Dirigeant charismatique et populaire, M. Correa devancerait nettement le banquier conservateur Guillermo Lasso, principal rival parmi sept candidats, avec plus de 60% d'intentions de vote, selon les derniers sondages.

"J'ai voté pour le président car les autres font juste des promesses sans les tenir", a confié à l'AFP, Mariano Chicaiza, 68 ans, un habitant de la localité indigène de Cangahua, au nord de la capitale.

M. Lasso doit voter de son côté en début d'après-midi dans le port de Guayquil (sud-ouest).

Les électeurs, appelés aux urnes entre 7H00 à 17H00 (12H00 à 22H00 GMT), doivent également désigner leurs représentants à l'assemblée, où le parti du président, Alianza Pais, ne dipose que d'une majorité relative.

"Je vous invite à voter avec beaucoup de responsabilité, conscience et un amour infini", a lancé M. Correa.

Adversaire déclaré du néolibéralisme, ce fervent catholique, issu d'une famille modeste et formé grâce à une bourse d'étude dans une université américaine, s'est forgé une réputation par son attitude intransigeante.

Après avoir imposé un moratoire sur la dette exterieure, il a contraint les compagnies pétrolières à quadrupler les dividendes versés à l'Etat, sa première ressource, pour financer des programmes de santé et d'éducation.

Près de 30% des Equatoriens vivent encore sous le seuil de pauvreté, selon le dernier rapport de la Banque mondiale en 2011, un taux que le gouvernement se targue d'avoir réduit à 16%.
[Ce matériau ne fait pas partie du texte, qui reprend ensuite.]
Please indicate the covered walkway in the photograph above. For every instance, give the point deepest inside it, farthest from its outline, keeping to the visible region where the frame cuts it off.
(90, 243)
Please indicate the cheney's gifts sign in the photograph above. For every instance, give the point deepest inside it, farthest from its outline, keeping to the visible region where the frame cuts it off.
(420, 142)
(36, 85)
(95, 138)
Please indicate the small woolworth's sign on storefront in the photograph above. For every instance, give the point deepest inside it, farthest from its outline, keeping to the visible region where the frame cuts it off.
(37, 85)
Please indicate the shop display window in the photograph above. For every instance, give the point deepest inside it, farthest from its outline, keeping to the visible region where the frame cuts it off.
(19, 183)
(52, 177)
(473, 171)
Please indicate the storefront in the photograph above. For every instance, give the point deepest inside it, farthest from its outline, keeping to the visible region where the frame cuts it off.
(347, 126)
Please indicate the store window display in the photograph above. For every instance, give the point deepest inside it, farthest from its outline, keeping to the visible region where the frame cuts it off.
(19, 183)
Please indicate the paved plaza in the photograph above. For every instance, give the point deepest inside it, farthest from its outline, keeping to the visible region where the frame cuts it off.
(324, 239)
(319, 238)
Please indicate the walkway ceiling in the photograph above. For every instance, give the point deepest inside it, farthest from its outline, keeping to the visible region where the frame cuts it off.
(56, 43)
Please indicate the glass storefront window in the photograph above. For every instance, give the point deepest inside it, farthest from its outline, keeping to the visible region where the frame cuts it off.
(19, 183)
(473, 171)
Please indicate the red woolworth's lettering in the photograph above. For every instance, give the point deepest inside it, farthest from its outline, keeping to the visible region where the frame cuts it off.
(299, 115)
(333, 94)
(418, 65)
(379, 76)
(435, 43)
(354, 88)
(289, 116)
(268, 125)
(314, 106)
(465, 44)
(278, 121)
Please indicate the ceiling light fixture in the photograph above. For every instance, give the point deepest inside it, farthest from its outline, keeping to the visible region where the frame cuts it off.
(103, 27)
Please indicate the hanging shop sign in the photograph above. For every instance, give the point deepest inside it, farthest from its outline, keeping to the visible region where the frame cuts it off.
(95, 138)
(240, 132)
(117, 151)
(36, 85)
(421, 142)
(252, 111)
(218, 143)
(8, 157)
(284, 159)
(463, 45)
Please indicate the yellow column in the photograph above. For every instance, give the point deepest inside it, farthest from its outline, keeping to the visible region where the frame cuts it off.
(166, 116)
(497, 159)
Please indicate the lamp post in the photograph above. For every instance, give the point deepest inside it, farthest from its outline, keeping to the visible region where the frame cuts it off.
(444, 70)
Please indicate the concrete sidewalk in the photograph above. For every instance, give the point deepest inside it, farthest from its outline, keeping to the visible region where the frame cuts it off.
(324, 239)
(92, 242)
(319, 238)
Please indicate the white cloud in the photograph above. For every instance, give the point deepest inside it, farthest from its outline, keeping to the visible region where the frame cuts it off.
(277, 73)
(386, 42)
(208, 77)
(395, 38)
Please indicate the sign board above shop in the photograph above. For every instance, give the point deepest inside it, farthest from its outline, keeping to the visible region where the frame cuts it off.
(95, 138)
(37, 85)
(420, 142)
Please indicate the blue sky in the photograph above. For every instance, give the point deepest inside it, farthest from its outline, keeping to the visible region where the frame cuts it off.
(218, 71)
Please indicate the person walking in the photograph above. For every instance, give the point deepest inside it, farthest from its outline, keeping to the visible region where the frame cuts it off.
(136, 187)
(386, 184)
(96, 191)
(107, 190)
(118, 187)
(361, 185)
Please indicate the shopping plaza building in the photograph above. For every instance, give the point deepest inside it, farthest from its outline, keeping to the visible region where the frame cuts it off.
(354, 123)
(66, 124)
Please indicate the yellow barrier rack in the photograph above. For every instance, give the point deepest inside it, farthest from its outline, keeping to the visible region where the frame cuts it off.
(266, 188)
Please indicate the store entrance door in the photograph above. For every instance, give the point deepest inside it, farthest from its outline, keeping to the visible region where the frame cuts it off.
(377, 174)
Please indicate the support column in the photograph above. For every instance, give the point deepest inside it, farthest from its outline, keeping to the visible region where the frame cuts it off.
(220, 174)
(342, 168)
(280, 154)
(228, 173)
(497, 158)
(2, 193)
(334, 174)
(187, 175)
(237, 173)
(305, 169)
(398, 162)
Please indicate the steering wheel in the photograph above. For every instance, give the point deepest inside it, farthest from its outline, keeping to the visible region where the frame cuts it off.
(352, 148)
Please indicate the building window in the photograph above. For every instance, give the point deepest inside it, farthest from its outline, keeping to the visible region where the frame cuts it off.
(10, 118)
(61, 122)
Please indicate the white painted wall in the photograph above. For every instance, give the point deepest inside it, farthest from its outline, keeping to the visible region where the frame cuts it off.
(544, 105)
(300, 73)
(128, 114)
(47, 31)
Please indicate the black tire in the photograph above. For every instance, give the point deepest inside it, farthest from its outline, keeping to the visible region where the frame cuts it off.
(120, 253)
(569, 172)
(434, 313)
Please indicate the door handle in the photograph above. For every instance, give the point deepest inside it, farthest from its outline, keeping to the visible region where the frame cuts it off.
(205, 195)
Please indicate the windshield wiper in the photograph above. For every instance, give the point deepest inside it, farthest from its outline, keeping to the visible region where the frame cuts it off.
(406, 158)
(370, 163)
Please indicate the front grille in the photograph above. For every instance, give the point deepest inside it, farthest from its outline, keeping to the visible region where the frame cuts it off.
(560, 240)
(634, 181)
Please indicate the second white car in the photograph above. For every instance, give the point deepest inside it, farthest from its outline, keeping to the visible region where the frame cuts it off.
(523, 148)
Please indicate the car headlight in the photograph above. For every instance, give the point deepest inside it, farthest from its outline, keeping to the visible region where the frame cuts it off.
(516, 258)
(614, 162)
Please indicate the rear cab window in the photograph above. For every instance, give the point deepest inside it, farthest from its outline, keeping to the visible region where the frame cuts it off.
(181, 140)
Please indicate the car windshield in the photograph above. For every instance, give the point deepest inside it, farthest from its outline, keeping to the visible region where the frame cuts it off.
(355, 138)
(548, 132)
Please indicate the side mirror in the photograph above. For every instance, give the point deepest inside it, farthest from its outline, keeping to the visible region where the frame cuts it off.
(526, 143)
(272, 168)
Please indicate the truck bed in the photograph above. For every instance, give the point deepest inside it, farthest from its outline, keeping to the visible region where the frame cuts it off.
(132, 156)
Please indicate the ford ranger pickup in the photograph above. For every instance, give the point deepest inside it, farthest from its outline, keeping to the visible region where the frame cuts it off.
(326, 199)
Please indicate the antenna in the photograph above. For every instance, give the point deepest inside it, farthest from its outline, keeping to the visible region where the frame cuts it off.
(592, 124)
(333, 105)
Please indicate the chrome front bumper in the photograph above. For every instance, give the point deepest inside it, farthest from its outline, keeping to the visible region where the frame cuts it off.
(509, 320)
Les constructions de routes, d'écoles ou d'hôpitaux ont convaincu nombre d'Equatoriens de le réélire en 2009 après l'adoption d'une Constitution d'inspiration socialiste.

Secoué par une crise qui a conduit à la dollarisation de l'économie en 2000, ce pays a vu défiler pas moins de sept dirigeants en dix ans, avant l'histoire d'amour avec M. Correa.

La haine de ses détracteurs n'a pas non plus faibli.

M. Lasso, qui prône baisse des impôts et relance du secteur privé, est persuadé qu'un "autre Equateur est en train d'arriver".

Pris en grippe par les milieux d'affaires, qui lui reprochent de faire fuir les capitaux et gonfler la dépense publique, M. Correa est aussi en guerre avec les groupes privés de communication.

Furieux de leur soutien à une rébellion policière en 2010, il compte renforcer une loi de régulation des médias, l'un de ses projets les plus controversés avec l'essor de l'industrie minière, qui heurte la communauté indigène.

Ses ennemis, qui le taxent d'autoritarisme, pointent ses amitiés avec Cuba et le soupçonne de briguer la succession de son ami vénézuélien Hugo Chavez, même s'il affiche une attitude plus pragmatique envers les Etats-Unis.

Le président équatorien a récemment ravivé l'irritation de Washington, en octroyant l'asile dans son ambassade à Londres au fondateur de WikiLeaks, Julian Assange, célèbre pour avoir révélé les secrets de la diplomatie américaine.